Cox Communications has opened a technology center at the new Desert Pines Boys & Girls Club in east Las Vegas and launched a “re-deployment” of Connect2Compete (C2C), a program that offers discounted high-speed Internet service to qualified low-income families.

Cox made the announcements Tuesday (April 14) at Desert Pines Boys & Girls Club facility, with Michael O’Reilly among the scheduled speakers. 

The Desert Pines Tech Center will feature 15 Dell desktop computers with 20-inch monitors, 4GB memory,1TB hard drive and a Microsoft software package.

“Connecting youth to technology is a core value of Cox Communications, and we are thrilled to see the tremendous momentum with our Connect2Compete program,” said John Wolfe, senior vice president and region manager for Cox’s Southwest Region, in a statement. “Families are recognizing that the Internet is a critical educational resource for today’s students to stay competitive in the classroom.”
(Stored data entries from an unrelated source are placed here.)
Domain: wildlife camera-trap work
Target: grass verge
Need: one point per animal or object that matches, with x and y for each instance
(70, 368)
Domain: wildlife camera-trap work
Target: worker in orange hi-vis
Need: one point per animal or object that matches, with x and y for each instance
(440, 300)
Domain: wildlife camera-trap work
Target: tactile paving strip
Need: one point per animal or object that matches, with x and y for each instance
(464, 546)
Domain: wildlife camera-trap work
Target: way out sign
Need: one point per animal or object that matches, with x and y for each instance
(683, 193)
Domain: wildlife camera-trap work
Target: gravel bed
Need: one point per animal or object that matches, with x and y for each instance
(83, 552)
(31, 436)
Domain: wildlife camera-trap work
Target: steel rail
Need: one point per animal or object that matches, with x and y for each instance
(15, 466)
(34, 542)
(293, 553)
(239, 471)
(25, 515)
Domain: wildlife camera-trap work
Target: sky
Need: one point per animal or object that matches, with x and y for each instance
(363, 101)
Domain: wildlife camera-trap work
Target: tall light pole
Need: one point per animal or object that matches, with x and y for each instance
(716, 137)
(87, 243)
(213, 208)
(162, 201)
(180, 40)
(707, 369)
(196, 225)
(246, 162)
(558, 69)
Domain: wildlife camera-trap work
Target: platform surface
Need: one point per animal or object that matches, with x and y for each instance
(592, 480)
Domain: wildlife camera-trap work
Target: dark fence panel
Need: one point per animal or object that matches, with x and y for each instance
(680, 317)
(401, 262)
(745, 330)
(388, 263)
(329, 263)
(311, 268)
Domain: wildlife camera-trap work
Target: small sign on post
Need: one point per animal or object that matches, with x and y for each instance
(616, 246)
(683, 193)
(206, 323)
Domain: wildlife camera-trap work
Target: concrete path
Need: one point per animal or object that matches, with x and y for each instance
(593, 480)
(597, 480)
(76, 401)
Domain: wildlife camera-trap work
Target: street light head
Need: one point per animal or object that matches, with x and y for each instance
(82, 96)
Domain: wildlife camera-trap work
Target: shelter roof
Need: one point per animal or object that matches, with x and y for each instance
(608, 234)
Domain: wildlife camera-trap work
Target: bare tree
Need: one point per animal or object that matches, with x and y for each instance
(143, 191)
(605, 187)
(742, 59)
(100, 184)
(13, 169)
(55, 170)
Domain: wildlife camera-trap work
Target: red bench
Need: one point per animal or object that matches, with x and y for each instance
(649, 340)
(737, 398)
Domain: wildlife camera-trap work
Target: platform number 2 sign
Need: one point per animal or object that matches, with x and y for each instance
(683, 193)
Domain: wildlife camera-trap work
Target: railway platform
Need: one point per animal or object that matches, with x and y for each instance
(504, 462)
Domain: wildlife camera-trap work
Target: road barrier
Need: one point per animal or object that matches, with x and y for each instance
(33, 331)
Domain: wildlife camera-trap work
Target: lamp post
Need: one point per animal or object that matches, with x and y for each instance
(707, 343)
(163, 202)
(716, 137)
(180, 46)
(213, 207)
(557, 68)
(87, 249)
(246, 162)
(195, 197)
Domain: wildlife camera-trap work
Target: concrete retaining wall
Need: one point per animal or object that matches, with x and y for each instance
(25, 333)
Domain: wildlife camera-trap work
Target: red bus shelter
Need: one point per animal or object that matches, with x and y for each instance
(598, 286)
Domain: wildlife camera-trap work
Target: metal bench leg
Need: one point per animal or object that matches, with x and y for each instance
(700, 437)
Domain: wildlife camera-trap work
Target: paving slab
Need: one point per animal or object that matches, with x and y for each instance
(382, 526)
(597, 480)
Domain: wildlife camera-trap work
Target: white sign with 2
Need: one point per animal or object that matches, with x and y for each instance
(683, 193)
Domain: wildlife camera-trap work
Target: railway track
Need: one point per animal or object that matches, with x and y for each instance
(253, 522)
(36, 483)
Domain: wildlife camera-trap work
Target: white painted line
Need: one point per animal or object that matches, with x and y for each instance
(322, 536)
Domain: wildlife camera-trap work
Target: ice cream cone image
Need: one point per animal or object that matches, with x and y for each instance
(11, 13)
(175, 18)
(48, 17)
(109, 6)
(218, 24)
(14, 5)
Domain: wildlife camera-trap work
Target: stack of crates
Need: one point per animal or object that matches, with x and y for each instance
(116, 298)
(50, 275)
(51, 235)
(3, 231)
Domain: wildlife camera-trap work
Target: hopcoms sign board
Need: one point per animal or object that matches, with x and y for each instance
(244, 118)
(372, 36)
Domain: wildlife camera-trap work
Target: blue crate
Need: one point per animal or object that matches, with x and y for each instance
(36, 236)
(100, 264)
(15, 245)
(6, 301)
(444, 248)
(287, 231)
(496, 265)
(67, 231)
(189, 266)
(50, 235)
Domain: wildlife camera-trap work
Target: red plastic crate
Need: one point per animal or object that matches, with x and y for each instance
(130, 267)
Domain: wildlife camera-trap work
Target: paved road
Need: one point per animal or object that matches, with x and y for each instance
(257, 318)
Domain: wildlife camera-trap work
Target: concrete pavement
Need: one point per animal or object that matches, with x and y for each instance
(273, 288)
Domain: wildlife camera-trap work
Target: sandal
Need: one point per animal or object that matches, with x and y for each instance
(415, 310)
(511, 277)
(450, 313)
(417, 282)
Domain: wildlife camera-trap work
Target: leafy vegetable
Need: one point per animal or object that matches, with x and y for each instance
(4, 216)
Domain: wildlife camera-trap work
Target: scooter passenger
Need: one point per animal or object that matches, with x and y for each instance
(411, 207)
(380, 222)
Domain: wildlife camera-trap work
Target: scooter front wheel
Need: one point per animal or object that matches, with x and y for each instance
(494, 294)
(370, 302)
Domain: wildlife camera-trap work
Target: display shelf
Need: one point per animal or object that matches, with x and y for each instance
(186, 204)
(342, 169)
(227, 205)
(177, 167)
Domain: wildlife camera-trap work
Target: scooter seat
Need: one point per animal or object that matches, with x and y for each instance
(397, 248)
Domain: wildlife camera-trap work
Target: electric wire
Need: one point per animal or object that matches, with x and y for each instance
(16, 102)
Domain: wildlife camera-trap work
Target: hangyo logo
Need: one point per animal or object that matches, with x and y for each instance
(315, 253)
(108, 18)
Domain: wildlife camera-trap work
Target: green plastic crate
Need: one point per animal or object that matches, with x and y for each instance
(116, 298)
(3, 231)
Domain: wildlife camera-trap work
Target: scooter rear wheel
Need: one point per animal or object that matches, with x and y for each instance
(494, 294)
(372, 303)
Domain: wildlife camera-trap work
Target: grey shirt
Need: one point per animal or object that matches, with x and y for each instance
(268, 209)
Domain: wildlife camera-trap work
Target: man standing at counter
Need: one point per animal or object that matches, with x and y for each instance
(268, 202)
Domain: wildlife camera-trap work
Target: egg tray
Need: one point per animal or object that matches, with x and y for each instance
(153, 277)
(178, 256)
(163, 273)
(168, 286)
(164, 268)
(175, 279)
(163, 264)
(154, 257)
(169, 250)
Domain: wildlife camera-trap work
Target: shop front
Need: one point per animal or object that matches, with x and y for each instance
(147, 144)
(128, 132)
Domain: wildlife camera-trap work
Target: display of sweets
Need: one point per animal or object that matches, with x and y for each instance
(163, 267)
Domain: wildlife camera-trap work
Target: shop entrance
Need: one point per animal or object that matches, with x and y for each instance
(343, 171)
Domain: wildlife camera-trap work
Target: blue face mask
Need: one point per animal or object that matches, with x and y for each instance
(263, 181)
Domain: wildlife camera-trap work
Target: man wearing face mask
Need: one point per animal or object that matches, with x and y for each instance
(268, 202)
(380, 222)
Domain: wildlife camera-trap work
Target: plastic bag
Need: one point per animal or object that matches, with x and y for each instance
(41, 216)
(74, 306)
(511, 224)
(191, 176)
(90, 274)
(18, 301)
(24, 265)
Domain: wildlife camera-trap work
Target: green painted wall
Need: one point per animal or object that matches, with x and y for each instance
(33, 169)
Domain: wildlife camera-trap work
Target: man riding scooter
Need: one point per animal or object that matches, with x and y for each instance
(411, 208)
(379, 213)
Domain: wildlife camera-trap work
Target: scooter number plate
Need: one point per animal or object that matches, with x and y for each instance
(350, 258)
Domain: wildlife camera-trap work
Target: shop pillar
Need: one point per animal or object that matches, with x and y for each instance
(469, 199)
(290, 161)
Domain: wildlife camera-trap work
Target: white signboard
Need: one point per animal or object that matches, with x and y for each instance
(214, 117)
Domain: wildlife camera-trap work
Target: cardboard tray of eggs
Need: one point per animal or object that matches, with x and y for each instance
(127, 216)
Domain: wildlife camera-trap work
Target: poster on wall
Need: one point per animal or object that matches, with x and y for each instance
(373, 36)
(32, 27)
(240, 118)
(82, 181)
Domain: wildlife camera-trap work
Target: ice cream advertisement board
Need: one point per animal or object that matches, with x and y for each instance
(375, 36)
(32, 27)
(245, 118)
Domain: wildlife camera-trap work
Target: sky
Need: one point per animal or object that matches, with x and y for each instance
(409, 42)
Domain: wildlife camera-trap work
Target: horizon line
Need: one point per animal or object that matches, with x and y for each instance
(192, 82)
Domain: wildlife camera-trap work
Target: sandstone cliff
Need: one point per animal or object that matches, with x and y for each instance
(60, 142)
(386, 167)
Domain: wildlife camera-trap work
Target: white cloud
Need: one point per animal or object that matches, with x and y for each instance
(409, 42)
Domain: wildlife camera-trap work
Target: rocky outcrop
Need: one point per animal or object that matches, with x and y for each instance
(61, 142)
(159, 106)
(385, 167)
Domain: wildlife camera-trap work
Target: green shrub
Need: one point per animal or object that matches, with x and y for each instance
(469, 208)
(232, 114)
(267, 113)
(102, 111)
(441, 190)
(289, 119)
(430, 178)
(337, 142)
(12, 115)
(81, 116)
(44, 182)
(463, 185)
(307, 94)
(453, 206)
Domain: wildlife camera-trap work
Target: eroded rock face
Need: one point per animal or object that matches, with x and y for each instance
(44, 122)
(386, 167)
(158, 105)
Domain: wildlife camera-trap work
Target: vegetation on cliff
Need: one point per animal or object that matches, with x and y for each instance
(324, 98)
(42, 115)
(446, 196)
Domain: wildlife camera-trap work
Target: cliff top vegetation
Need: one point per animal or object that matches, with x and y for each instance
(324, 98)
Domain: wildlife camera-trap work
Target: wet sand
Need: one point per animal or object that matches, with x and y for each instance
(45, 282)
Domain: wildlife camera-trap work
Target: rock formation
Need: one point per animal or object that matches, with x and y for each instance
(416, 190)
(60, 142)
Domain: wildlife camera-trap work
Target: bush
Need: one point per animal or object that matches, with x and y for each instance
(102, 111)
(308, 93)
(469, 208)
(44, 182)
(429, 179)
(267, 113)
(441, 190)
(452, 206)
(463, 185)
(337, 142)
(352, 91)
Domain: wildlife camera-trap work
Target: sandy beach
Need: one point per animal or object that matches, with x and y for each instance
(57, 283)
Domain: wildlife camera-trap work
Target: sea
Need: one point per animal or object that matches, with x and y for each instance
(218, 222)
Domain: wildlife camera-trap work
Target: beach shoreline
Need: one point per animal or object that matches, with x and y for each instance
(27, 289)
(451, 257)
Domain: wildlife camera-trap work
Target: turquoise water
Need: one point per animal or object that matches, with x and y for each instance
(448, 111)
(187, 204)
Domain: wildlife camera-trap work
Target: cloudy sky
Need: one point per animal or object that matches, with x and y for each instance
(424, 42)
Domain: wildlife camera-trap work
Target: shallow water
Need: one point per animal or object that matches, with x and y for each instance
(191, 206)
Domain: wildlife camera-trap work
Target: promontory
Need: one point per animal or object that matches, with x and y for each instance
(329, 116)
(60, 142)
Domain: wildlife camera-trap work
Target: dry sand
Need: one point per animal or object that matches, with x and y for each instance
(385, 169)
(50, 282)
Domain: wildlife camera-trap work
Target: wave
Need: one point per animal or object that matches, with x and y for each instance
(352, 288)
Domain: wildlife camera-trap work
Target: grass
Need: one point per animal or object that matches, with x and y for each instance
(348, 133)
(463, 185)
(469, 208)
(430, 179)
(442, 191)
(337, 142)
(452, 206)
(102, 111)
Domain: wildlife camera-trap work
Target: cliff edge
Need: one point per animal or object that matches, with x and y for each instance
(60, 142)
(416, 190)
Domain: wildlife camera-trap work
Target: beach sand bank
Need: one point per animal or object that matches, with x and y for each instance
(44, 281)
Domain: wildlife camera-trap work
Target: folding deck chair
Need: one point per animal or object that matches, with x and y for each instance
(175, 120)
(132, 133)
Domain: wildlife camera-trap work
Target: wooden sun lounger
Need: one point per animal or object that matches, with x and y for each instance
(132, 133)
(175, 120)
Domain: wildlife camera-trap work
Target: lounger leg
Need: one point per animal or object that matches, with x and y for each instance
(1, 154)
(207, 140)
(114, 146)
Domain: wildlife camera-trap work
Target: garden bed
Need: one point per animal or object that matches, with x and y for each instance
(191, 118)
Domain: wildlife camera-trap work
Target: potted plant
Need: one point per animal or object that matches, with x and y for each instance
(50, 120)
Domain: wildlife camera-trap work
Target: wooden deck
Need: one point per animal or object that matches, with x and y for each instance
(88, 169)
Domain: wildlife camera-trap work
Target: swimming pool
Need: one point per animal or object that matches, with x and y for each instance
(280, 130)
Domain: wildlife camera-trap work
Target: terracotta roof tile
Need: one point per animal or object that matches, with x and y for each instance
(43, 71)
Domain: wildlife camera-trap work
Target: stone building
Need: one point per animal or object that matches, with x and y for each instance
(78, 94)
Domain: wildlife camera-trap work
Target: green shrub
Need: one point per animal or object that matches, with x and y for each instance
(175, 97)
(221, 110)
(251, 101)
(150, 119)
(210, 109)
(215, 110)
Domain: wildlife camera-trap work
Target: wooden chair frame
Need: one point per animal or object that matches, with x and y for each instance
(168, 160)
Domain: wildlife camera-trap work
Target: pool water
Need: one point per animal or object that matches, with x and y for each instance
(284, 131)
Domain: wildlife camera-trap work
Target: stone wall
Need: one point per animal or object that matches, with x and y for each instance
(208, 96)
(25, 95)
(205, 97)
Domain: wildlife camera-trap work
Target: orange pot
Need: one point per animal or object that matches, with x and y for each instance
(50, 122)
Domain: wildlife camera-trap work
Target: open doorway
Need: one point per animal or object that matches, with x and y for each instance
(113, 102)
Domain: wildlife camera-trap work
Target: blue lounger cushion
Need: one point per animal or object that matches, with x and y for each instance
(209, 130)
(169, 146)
Cox, citing Connect Nevada’s 2013 Residential Technology Assessment, said 81% of households in Nevada subscribe to home broadband services, up from 78% in 2010. However home broadband adoption in the state varies across economic and demographic lines -- the adoption rate for low-income households is 55% while for Hispanics it’s 70% and African Americans 82%.

To help narrow the Digital Divide, Cox is strengthening its C2C campaign in the “Desert Pines Corridor,” a three square mile area served by nine East Las Vegas schools near the Desert Pines Boys & Girls Club where the Cox Technology Center is opening.

Nationally, nearly 25,000 families, representing 100,000 people, are now connected to the Internet through the company’s Connect2Compete program, Cox said, adding that, across its 18-state footprint, more than 1 million promotional flyers have been distributed to families in 6,500 schools, and more than 500,000 public service announcements have aired on its cross-channel cable network lineup.

Cox said its support of the Connect2Compete program exceeds $20 million since 2012.